In lower-economic neighborhoods, there are usually a lot of little stores. They charge up the wazoo for everything. Part of it is because they cannot have “loss leaders” or buy in large quantities like supermarket chains do. I understand this, having helped run a co-op grocery store in the 70s.
But part of it is greed and racism, too. It’s cheap to rent business space in low-income neighborhoods. Business owners always pay themselves first, and I understand this. But when I see how people who own these places live, and what cars they drive, and how they dress, it makes me mad.
Sure, they’re entitled to charge whatever they like and buy whatever they like and live wherever they like, but the profits they are pulling out of those places is, in my opinion, obscene. And many neighborhood people cannot get to the supermarket, so they are stuck. They live in “food deserts”.
Food deserts are areas where there is no fresh, healthy food, just places that sell high-profit junk like chips and soda and candy etc. And these areas are usually in poor neighborhoods.
And, I don’t know if any of you have ever patronized places like this, but if you ever do, watch how the owners treat the customers. It seems as if, to the owners, everyone is a criminal.
Many of these businesses are run by immigrants from Asia, the Middle East, and Pakistan (yes, I know Pakistan is South Asian, I write it this way to distinguish them from China and Vietnam). I think it’s putting it mildly to state that a lot of those types of business owners come from fairly racist cultures, and they don’t necessarily drop that when they come here.
Not all. It’s never all people. It’s a trend I have seen and that others have expressed to me. The hostility sometimes goes both ways – but, in the case of the community’s attitude towards the shopkeepers, it’s got a class basis to it.
That doesn’t make it right, but it makes it a bit more understandable, in context.
So, when you look at all that, and add gangs to the mix, and stir in some impressionable youth, is it any wonder there is looting during riots? Those folks aren’t just in “gimme” mode, they’re pissed off at being ripped off by these little places. Little places who never seem to give a damn thing back to the community.
Rite Aid got hit, probably, because they have things people need. When I see a picture of a youth proudly holding up a package of toilet paper that he just stole (yes, toilet paper, not a damn stereo), it becomes clear. Rite Aid’s prices are not bad, and they take EBT (I know, because I shop there), but they can have shitty attitudes towards the poor. Again, this is personal experience.
An experience with Rite Aid last year…
Complaining for being treated “less than” because my bank debit card wouldn’t go through. Having the cashier tell me, “Your card’s no good, I’m not running it again” as she snatched up the non-food items and left the counter.
Calling the district manager to complain. And being told that “the cashier didn’t really mean it, and they are new employees.” No apology or anything.
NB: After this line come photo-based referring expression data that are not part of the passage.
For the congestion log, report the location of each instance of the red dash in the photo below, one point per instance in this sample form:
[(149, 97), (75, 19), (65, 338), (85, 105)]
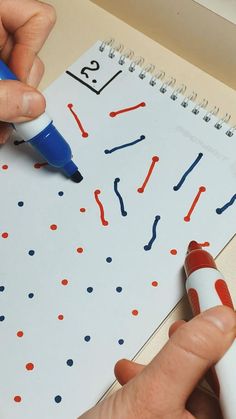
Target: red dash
[(132, 108), (29, 366), (83, 132), (155, 159), (204, 244), (39, 165), (64, 282), (102, 215), (188, 216)]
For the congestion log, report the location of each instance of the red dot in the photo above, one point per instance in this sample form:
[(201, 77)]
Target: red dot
[(29, 366), (154, 283), (64, 282)]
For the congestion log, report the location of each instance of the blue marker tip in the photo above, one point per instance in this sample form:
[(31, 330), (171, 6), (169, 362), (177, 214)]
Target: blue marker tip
[(42, 135)]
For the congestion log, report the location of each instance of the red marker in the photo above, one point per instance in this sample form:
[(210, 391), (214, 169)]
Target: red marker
[(207, 288)]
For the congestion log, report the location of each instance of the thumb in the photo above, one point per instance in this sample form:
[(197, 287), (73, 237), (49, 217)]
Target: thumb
[(19, 102), (173, 374)]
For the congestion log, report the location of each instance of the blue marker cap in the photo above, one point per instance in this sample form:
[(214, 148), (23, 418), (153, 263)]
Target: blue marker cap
[(44, 137)]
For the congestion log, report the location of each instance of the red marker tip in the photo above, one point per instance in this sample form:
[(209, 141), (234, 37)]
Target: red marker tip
[(197, 258)]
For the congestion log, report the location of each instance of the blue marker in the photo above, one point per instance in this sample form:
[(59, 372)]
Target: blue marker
[(44, 137)]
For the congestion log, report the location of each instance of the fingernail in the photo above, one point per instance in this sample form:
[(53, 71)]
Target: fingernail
[(31, 102), (222, 317)]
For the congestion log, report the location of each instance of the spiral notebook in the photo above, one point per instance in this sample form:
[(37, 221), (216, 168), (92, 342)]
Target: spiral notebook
[(89, 271)]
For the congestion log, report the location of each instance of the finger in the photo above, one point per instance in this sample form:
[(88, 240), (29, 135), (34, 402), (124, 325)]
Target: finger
[(5, 132), (203, 406), (36, 72), (30, 22), (192, 349), (175, 327), (125, 370), (19, 102)]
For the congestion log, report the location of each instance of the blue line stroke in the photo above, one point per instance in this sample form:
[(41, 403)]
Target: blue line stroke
[(154, 234), (178, 186), (122, 208), (228, 204), (142, 137)]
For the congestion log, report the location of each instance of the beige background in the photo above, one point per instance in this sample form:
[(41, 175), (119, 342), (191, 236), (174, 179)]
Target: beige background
[(80, 23)]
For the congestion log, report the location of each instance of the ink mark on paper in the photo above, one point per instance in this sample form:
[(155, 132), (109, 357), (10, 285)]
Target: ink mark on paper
[(155, 159), (122, 209), (101, 208), (227, 205), (82, 130), (202, 189), (119, 147), (154, 233), (131, 108), (196, 161), (88, 79)]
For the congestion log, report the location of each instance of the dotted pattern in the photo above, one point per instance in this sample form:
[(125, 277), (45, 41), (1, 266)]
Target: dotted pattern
[(83, 288)]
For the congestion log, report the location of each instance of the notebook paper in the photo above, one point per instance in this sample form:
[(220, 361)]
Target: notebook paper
[(90, 270)]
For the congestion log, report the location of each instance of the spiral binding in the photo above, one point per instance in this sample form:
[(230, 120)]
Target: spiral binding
[(147, 71)]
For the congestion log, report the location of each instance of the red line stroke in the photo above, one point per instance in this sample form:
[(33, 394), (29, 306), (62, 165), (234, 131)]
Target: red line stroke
[(155, 159), (83, 132), (131, 108)]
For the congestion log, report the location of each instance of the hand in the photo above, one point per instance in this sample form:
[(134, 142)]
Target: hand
[(166, 388), (24, 27)]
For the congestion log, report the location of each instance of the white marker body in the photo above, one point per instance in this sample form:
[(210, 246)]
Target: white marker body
[(28, 130), (203, 281)]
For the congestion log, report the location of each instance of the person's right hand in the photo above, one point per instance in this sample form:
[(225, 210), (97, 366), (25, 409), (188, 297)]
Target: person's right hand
[(24, 27), (167, 387)]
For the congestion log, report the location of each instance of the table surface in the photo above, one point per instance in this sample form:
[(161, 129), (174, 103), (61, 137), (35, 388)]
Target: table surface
[(81, 24)]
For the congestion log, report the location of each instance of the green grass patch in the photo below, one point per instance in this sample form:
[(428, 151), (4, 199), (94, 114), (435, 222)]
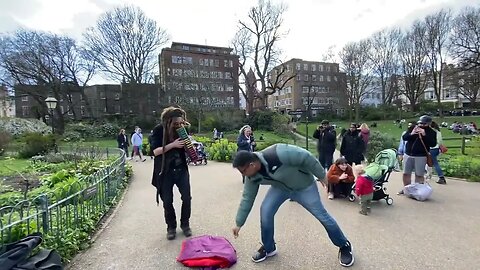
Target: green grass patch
[(10, 166)]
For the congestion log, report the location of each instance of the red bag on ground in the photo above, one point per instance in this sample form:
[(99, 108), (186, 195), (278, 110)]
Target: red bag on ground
[(207, 251)]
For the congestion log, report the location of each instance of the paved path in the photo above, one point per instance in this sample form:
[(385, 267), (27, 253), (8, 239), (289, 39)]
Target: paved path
[(443, 233)]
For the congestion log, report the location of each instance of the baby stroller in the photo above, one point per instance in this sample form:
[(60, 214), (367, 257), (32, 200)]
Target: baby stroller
[(202, 155), (380, 170)]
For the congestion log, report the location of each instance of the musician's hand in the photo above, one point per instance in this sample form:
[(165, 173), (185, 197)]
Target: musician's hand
[(178, 143)]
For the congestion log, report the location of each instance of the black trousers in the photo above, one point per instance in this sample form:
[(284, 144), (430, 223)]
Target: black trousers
[(180, 178), (341, 189)]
And I’m white. I can only imagine how that scene would have gone down in the store and on the phone had I been any other color. How did the cashier know I was poor? I had already paid for the food portion with my EBT card. How kind of them to let me leave their store with the food purchases, anyway.
I don’t know if that Rite Aid in Baltimore had rude employees. But rioting and looting do not happen in a vacuum.
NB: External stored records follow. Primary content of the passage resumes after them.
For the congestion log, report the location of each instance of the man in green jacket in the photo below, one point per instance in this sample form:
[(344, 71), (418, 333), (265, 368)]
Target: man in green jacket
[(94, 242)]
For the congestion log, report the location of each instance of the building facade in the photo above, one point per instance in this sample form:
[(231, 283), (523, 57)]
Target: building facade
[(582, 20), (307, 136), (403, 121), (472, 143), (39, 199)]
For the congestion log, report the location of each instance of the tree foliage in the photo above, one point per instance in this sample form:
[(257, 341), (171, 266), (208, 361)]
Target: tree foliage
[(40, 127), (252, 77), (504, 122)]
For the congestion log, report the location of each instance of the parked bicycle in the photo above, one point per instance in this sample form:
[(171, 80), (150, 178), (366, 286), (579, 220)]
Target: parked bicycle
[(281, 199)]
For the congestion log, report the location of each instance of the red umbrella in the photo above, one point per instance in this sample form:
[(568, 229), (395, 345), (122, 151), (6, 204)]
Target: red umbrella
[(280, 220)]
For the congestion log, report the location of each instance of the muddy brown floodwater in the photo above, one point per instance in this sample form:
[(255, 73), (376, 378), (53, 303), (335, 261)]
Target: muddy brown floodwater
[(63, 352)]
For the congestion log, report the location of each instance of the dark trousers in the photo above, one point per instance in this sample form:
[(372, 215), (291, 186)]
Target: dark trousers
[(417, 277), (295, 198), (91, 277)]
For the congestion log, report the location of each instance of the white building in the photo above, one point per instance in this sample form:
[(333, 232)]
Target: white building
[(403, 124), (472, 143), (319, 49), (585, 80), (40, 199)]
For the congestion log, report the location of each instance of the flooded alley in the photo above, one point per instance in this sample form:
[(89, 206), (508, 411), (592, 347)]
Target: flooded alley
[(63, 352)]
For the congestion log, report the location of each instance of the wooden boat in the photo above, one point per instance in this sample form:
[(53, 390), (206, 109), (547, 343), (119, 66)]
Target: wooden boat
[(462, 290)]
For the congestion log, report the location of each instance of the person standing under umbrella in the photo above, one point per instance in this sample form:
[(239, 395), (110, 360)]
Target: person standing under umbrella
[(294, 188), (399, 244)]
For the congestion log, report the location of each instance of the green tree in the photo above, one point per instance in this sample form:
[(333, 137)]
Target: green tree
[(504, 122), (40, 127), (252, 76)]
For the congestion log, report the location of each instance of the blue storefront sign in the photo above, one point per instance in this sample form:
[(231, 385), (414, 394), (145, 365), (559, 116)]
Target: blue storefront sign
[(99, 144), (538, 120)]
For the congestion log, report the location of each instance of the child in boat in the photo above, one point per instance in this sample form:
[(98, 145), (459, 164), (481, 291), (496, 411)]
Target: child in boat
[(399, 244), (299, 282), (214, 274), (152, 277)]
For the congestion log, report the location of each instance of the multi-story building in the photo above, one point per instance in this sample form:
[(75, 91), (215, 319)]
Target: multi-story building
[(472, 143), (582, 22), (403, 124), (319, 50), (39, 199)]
There are reasons behind behavior – some of it is anger, as I said; some of it is egging on by the Twitter provocateur; some of it is just being tired of never having enough money for anything (like toilet paper – do you see now?); part of it is gangs; and part of it is group-think.
“Group-think” – That’s when groups seem to operate en masse, and it’s not a race or class thing, it’s a human thing.
So I hope in the coming months we see some healing and rebuilding. I would like to see a police-community relations board established (yes, it is too bad my dad can’t run it). I would like to see the community come back stronger and unified. I would like to see economic development, too, as well as social programs.
Baltimore could be a future model for how a city treats its poorer citizens. I really hope that happens.
Today’s weirdness comes from the NPR website “The Two-Way (Breaking News from NPR)”. An ancient manuscript from the 14th century depicts a character that looks surprisingly like Yoda. (“Yoda? Is It Thou? Figure in 14th-Century Manuscript Looks Familiar”, Bill Chappell, The Two-Way website, 4/16/2015)
And…recommendations for this week? Those of you who are sentimental (I am) and who have cable (I don’t, sadly) ought to check out the Hallmark Channel’s “When Calls the Heart”. It’s about a woman who travels out west from the northeast to teach children in a one-room schoolhouse. It’s really well-done. I wish I could watch it but all I can do is pass the word on to those of you who can.
Be good. Be kind. Be grateful that you don’t have to start a riot to get someone to listen to you.